Australian teams are here to the play in 2019.
‘Centralisation’ in inverted commas seems to be working. Australian Super Rugby teams are suddenly competitive again. Increased standards of fitness to Wallaby standards mean we are no longer easy beats.
As is evidenced by Rounds 1 and 2, we can genuinely go toe to toe with New Zealand sides. Teams are not running out of puff or belief like they did in 2018.
This will ultimately be good news for all states and Wallaby aspirations in 2019. With solid coaching setups across the four franchises, improved fitness levels, Australian teams should start to inch up the Super Rugby table.
In so doing player confidence will increase and doubt will be put into the minds of the New Zealand opponents. A Kiwi win over an Aussie team is no longer assured.
So what has happened?
All Super Rugby teams now meet Wallaby fitness standards for a start.
There has been a New Zealand-type system of player movement among the franchises.
Brad Thorn stuck to his guns. The culture and hard work focus worked in the off season, as expected the Reds are primed in the dark red maroon colour playing never say die footy.
They came agonisingly close against the Highlanders. As a Queenslander I was more proud. They didn’t roll over, instead they punched back from sizeable deficits on three occasions. Smarter kicking needs to be the Reds’ focus going forward.
Another let down was the final try gifted to the Chiefs after a back raced off the line and tackled an inside opponent instead of marking his outside opponent.
Something else happened. There was a new lease of life for the exiled Queensland sons. This has been a boom for the other Aussie franchises. Quade Cooper at the Rebels, James Slipper with the Brumbies and Karmichael Hunt with the Wallabies.
Other players have also moved between squads to provide players with opportunities and to fill weaknesses in teams.
That said, looking across the Australian teams, the Reds are at a distinct disadvantage at number 10. For teams to be contenders, the number 10 is critical. Play makers are key match winners. They can change a game in the blink of an eye.
The top three fly halves in Australia are Christian Lealiifano, Quade Cooper and Bernard Foley. Each represent the Brumbies, Rebels and Waratahs. Christian and Quade have both featured heavily in their side’s recent winning highlight reel.
Bernard Foley is the incumbent Wallaby flyhalf. The Reds have the least experienced flyhalf in Hamish Stewart.
The Wallaby selectors job should not be an easy one though. While selecting one flyhalf from these three is tough enough, one more name needs to be added to the mix, Matt Toomua.
Currently playing in Europe, Toomua is earmarked to return to Australia to play for the Rebels towards the end of the season. But why the Rebels, do the Rebels need two top line flyhalves?
Now consider this, in 2011, All Blacks flyhalves Dan Carter and Adam Cruden each suffered groin injuries. The next All Black domino to fall was flyhalf Colin Slade 34 minutes into the World Cup final with a hyper-extended knee.

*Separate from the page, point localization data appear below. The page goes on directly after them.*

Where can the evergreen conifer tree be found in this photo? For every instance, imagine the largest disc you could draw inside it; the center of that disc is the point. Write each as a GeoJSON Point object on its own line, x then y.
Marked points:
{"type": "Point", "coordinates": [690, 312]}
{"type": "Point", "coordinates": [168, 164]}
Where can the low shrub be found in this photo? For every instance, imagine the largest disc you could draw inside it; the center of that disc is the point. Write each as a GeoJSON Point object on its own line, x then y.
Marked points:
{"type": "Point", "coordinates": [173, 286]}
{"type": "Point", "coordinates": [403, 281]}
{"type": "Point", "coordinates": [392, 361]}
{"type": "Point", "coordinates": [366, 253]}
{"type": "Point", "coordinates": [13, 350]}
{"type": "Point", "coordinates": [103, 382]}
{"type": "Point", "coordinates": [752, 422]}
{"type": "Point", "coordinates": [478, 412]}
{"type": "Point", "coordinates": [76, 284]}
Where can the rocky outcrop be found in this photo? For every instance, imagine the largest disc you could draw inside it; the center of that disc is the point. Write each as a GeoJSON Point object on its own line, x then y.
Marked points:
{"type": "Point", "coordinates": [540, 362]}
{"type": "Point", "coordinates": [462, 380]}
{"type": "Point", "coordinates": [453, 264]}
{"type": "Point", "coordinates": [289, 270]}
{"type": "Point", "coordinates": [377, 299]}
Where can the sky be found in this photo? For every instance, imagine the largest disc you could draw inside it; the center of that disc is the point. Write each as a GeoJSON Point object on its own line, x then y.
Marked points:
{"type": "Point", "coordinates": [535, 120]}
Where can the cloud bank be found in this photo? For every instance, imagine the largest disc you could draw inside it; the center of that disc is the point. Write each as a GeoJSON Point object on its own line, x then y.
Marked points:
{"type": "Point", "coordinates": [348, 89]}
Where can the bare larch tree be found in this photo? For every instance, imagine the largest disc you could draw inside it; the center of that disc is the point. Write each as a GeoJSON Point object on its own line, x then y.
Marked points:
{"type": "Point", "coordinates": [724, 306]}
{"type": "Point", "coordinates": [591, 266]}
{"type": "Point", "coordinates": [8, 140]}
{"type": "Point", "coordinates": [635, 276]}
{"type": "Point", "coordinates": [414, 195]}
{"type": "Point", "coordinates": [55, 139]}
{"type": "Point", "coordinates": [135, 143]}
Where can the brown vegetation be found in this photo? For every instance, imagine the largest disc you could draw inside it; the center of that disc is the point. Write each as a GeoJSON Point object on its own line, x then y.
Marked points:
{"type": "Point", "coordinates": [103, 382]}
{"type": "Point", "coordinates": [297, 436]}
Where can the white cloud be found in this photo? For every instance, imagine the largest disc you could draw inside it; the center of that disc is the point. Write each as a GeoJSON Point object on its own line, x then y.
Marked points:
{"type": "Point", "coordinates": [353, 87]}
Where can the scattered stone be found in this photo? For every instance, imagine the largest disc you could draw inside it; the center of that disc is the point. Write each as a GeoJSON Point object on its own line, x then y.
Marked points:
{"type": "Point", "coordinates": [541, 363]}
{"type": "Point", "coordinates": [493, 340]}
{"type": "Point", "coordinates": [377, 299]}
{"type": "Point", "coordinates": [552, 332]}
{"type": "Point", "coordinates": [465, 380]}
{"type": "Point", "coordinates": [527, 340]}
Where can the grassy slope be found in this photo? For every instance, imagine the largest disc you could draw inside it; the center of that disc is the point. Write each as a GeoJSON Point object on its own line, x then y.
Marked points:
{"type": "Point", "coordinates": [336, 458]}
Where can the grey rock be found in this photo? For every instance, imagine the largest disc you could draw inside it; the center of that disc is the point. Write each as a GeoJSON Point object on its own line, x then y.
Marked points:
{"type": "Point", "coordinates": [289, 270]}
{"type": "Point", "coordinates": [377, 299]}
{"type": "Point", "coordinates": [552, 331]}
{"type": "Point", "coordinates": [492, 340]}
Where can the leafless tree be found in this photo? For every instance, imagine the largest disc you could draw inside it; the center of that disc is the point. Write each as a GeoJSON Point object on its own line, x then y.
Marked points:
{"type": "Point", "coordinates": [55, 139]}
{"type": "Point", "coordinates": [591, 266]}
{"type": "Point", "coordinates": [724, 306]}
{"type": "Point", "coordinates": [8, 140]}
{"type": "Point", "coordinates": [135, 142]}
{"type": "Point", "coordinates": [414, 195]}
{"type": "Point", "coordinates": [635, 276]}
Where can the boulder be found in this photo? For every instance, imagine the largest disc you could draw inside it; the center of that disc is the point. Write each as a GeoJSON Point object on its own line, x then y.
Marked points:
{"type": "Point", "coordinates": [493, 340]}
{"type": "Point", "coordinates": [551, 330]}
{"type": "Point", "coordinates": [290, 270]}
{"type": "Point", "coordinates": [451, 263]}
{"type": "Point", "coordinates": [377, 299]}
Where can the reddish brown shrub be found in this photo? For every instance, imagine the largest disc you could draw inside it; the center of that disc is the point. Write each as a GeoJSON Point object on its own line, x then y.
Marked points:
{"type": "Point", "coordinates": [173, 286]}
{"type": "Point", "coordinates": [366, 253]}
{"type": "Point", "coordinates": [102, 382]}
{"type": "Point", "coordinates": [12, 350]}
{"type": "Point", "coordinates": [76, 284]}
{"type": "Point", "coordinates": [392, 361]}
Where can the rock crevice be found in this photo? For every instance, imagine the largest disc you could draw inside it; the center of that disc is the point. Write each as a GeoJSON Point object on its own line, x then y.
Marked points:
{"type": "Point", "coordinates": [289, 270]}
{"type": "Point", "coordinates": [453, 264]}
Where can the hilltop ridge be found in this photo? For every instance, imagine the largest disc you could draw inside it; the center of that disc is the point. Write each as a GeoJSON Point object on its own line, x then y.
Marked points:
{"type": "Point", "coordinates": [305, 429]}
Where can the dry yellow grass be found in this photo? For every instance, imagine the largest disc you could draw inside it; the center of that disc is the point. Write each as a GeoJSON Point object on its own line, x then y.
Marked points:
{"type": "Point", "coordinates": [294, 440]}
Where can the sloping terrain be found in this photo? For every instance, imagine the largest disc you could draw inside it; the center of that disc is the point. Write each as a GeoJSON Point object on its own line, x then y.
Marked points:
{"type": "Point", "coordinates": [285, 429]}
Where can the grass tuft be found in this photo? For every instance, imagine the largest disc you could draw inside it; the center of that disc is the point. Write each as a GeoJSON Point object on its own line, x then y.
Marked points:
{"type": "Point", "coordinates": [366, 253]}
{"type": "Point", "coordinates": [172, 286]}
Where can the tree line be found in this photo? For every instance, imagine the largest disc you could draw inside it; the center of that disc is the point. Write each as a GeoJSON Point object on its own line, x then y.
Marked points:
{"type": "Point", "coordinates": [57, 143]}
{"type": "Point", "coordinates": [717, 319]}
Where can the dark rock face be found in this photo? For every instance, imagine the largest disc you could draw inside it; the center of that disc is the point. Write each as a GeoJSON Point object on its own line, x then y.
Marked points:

New Zealand had no choice but to then play their forth pick flyhalf in Stephen Donald. Donald ultimately kicked the winning goal against the France and ended the All Blacks World Cup hoodoo.
The moral of the story is that it pays to have depth in a World Cup. For the Wallabies, the best way to ensure depth is having top flight flyhalves in each of the Franchises and not double loading one franchise with two topline flyhalves. In the case of the Rebels, Quade fills the No. 10 position nicely and then some.
The ultimate test of the spirit of centralisation is Toomua. As the Rebels, Waratahs and Brumbies already have flyhalves who have played for the Wallabies, it makes sense for Toomua to play with the Queensland Reds.
Toomua played rugby for Brisbane State High School and cut his rugby teeth in Queensland before being contracted to play for the Brumbies. Hopefully he would want to return home also?
This is not just about flyhalf depth either, an quality flyhalf contributes to the experience, confidence, quality and depth of the outside backs. This must also be a consideration for Wallabies selectors.
For the younger, inexperienced flyhalves, steadily learning their craft under a mentor can be a great opportunity. They take the field at times, play full games when required, and when the time is right, take the reins themselves as a more accomplished flyhalf. Perhaps they also play inside centre next to the flyhalf on the field.
Currently it has been noted the Reds are topping up the salaries of Quade, Slipper and Hunt. If this the case, surely this is a situation which requires Rugby Australia intervention.
So what do you think, Toomau the Rebel, or Toomau the Red?